This is big: Indonesia was one of the very few members that gave the BoP any credibility (and they joined because Trump threatened them with economic coercion if they didn't:
x.com/Trystanto2/sta…).
This comes on top of Gulf countries announcing they were reviewing their entire investment exposure to the US (over $3 trillion between them), including the funding of the Board of Peace (
wsj.com/business/the-t…)
Dubai billionaire Khalaf Al Habtoor wrote an extraordinary open letter to Trump on X (
x.com/KhalafAlHabtoo…) that probably best explains what's going on: he essentially says that the whole point of these investments was "supporting stability and development" and now the U.S. "turns our region into a battlefield". He asks "are we funding peace initiatives or funding a war that exposes us to danger?"
There is even an AI aspect to this: Trump's Gulf deals included the largest AI data center outside America (
datacenterdynamics.com/en/news/us-and…), huge chips deals, partnerships with U.S. AI firms, all designed to keep the Gulf in America's tech orbit.

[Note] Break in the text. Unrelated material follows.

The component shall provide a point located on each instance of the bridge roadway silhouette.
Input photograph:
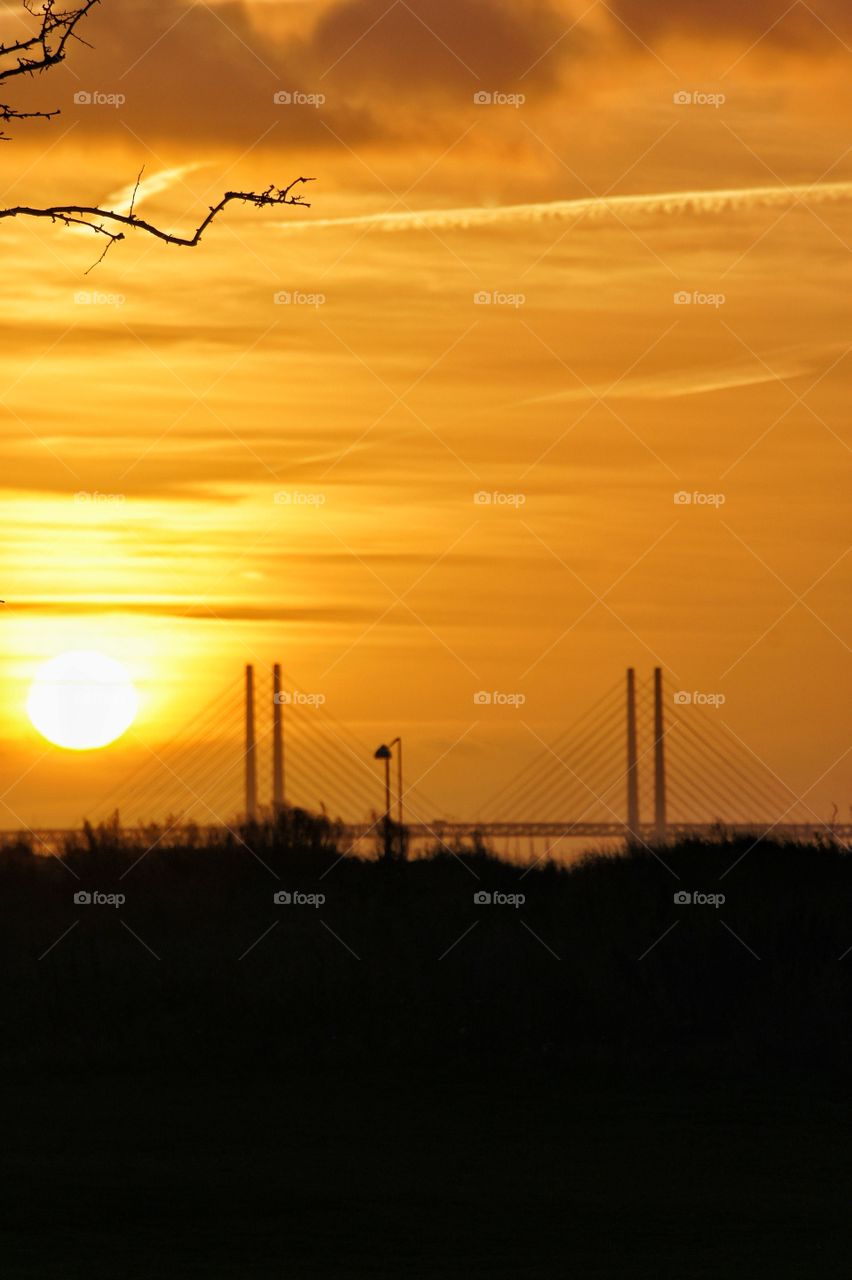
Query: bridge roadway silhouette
(636, 766)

Now all of this is in the middle of a U.S.-made war zone.
It's actually genuinely gobsmacking when you think about it: the Middle-East is the one area where Trump could plausibly claim to be building something (no matter what you think of it), all framed - from the Board of Peace to the trillions in deals to the AI data centers - as aiming to foster some sort of regional stability. And then he starts a massive regional war.
If he wanted to make it absolutely crystal clear that getting involved with the U.S. is suicidal, he couldn't have designed a better precedent. Literally: you sign up for America's peace initiative, and six weeks later you're in a war zone.
China doesn't even need to make the argument anymore. They just need to point at the Board of Peace and say: "This is what alignment with Washington gets you."